Speed How To
If it were up to us, we wouldn’t even have a speedometer in a Jeep. You don’t need a speedometer off-road and many of our Jeeps feature a self-limited top speed that will keep us out of the sights of Johnny Law. Whether it is from chunked and out-of-balance tires, or gearing, or lack of power, we often find our comfort level on-road is somewhat slower than many posted speed limits.
That said, if your Jeep isn’t a clapped-out pile and it does see on-road time, you should pay some attention to your speedometer. In carbureted rigs, an out-of-tune speedometer can get you in trouble with the aforementioned copper. In a fuel-injected-rig you’ve got that issue as well as possible issues that an out-of-whack speedometer might cause with your fuel injection. The fuel-injection system takes information from the same place your speedometer does to determine a slew of things that help the computer figure out if the Jeep is running right. Parameters such as the fuel map, shift points, and check engine lights are but a few of the items that might be impacted.
If that weren’t enough, you are lying to yourself about your real mileage. Lifted and re-geared? You are putting fewer miles on your Jeep than you think. Lifted with bigger tires and stock gears? More miles than you think. This can affect your perception of everything from fuel economy to how often you do oil changes and more. It is simple, and in many cases cheap, to adjust your speedometer to read correctly. So follow along as we nail down the pertinent points of adjustment, no matter what Jeep you have.
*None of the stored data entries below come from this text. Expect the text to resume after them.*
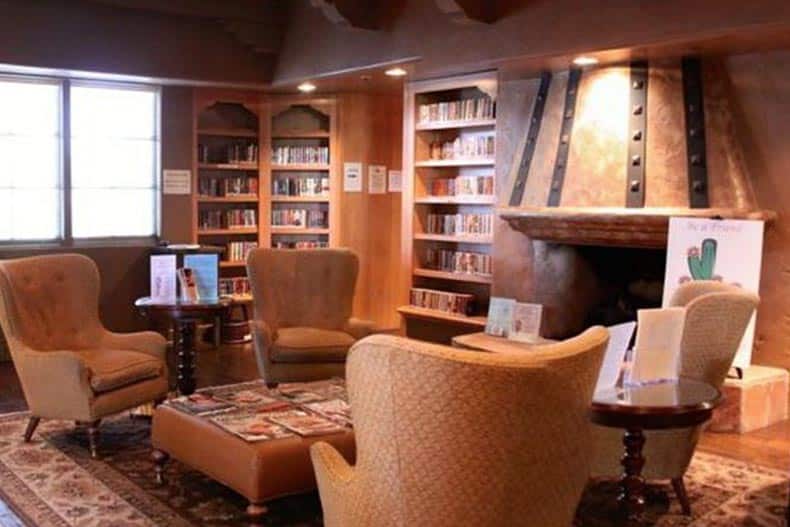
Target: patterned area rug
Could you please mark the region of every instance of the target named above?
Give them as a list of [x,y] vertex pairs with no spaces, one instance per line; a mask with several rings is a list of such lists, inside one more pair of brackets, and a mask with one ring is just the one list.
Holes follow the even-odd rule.
[[[85,431],[70,423],[42,422],[34,441],[22,443],[26,420],[24,414],[0,416],[0,497],[27,525],[247,525],[243,498],[179,463],[168,464],[165,486],[154,483],[145,421],[124,417],[103,424],[103,457],[96,461],[88,455]],[[694,516],[680,514],[677,501],[667,497],[671,489],[651,487],[645,525],[778,527],[784,525],[787,483],[782,472],[699,453],[686,479]],[[616,490],[609,482],[591,485],[578,525],[615,525]],[[315,493],[277,500],[269,509],[269,527],[321,525]]]

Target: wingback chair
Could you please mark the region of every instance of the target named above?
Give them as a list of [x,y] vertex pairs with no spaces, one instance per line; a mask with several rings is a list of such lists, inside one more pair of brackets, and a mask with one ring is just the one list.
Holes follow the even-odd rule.
[[311,448],[327,527],[567,527],[589,476],[601,327],[535,351],[354,345],[357,461]]
[[[760,299],[743,289],[701,280],[680,286],[670,305],[685,307],[680,349],[680,375],[721,388],[743,334]],[[645,432],[642,471],[646,479],[671,480],[682,511],[691,514],[683,476],[688,469],[702,426]],[[623,434],[613,428],[594,427],[595,456],[592,474],[619,477]]]
[[61,254],[0,261],[0,327],[22,384],[30,441],[39,421],[88,425],[97,457],[99,421],[167,394],[165,339],[113,333],[99,319],[99,271]]
[[268,384],[345,372],[373,323],[351,318],[359,259],[347,249],[256,249],[247,258],[258,369]]

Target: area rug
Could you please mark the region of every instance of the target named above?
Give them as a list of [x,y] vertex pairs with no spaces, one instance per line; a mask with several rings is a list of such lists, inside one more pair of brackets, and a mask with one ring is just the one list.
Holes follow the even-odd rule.
[[[177,462],[168,464],[167,484],[155,484],[146,421],[123,417],[104,423],[100,460],[90,458],[85,431],[71,423],[42,422],[34,441],[23,443],[26,421],[25,414],[0,416],[0,498],[26,525],[247,525],[241,496]],[[671,489],[651,487],[645,525],[778,527],[784,525],[787,483],[780,471],[698,453],[686,478],[694,516],[680,514]],[[591,485],[577,525],[614,526],[616,490],[609,482]],[[321,525],[316,493],[274,501],[269,510],[269,527]]]

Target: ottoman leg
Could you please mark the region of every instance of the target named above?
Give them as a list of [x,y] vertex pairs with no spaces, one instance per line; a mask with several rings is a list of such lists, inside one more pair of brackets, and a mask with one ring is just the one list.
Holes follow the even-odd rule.
[[263,517],[268,510],[269,509],[267,509],[263,503],[250,502],[250,504],[247,505],[247,519],[250,520],[250,525],[262,525]]
[[165,465],[170,459],[170,454],[154,449],[151,452],[151,459],[154,461],[154,471],[156,472],[156,484],[165,484]]

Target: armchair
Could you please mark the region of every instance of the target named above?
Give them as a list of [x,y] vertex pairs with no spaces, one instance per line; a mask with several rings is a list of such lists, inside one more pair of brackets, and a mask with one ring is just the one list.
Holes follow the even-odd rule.
[[88,425],[97,457],[103,417],[163,399],[167,342],[150,331],[113,333],[99,319],[93,261],[62,254],[0,261],[0,328],[30,409],[40,420]]
[[347,249],[250,253],[251,329],[265,382],[344,375],[349,348],[374,331],[372,322],[351,318],[358,269]]
[[[685,307],[680,349],[680,375],[724,383],[743,333],[760,299],[743,289],[716,281],[689,282],[677,289],[671,306]],[[704,426],[704,425],[703,425]],[[595,426],[594,477],[619,477],[622,431]],[[691,514],[683,476],[688,469],[702,426],[645,432],[645,479],[670,480],[684,514]]]
[[523,354],[375,335],[347,386],[357,462],[311,448],[327,527],[567,527],[589,475],[608,332]]

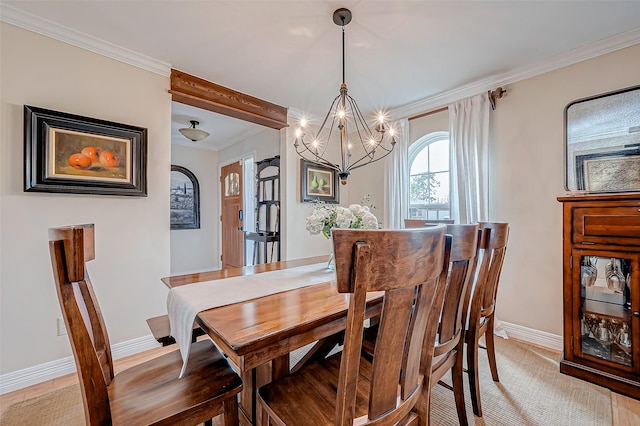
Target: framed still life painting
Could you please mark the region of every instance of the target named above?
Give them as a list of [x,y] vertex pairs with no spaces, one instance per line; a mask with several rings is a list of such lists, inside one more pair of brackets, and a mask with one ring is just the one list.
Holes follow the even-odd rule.
[[338,172],[311,161],[300,160],[300,175],[302,201],[340,202]]
[[147,129],[24,106],[24,190],[147,196]]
Spicer 18 (’40-’71), Dana 20 (’62-’79), and Dana 300 (’80 only) (BW1305 and BW1339 ’73-’79)
In the speedometer adjustment game, the further back you go, the harder it can be to find parts, and the harder it is to get to them for swapping. Spicer 18 and Dana 20 T-cases have a speedometer drive gear (A) and a driven gear (B), which is a light press fit on the output shaft (C). The Dana 300 was the bridge between the old and new styles of speedometer gearing. If you’ve got a short-output unit from a ’80 Jeep, the gears can be hard to find, but most of the driven gears and speedometer drive gears that work with a Dana 20 or Spicer 18 will work. Herm The Overdrive Guy has both driven gears and drive gears and Quadratec has driven gears.
If you can’t find the driven gear and drive gear that you want, Performance Automotive and Transmission Center (PATC) is a great resource. Not only does the company offer speedometer head calibration, but it offers these ratio adjusters that go in line with your speedometer cable and aren’t that much more coin than a speedometer gear.
NP231 (’91 only) and NP242 (’91 only)
In 1991, things got weird again. Jeep switched over to the Bendix HO-style multiport fuel injection for the YJ and XJ/MJ. The Bendix system wanted to see some kind of VSS input. If it doesn’t see it, the check engine light comes on and the zombie apocalypse is unleashed. The big housing with two wires coming out of it is your clue that zombies might be in your T-case. We’ve seen ’92 Jeeps go both ways, so check before you go crazy figuring “Well Jp said I had a ’92 so I could use this.” This is kind of a bad news/ good news kind of thing. You can’t use the electric doohickeys we talk about elsewhere in this article, but it isn’t as weird as an ’87 YJ with an NP207. You can use the same gears we talk about above for the earlier NP231 and NP242. Seen in the foreground are 32-tooth and 38-tooth gears we got from Quadratec.
Dana 300 (’81-’86), NP208 (’80-’87), NP219 (’80-’82), NP228 and NP229 (’80-’84), NP231 (’88-’90), and NP242 (’87-’90)
Finally we hit normalization. Starting in 1981 the tailshaft on the Dana 300 grew to eliminate the driven gear setup. The output shaft grew an inch or two and the “gear” was cut right into the output shaft. Some claim that made the shaft weaker, but we don’t really know either way. What we do know is that if you have this aluminum elliptical speedometer gear holder, your life just got easier. Gears are widely available and there are many tooth counts to better fine-tune your speedometer’s reading.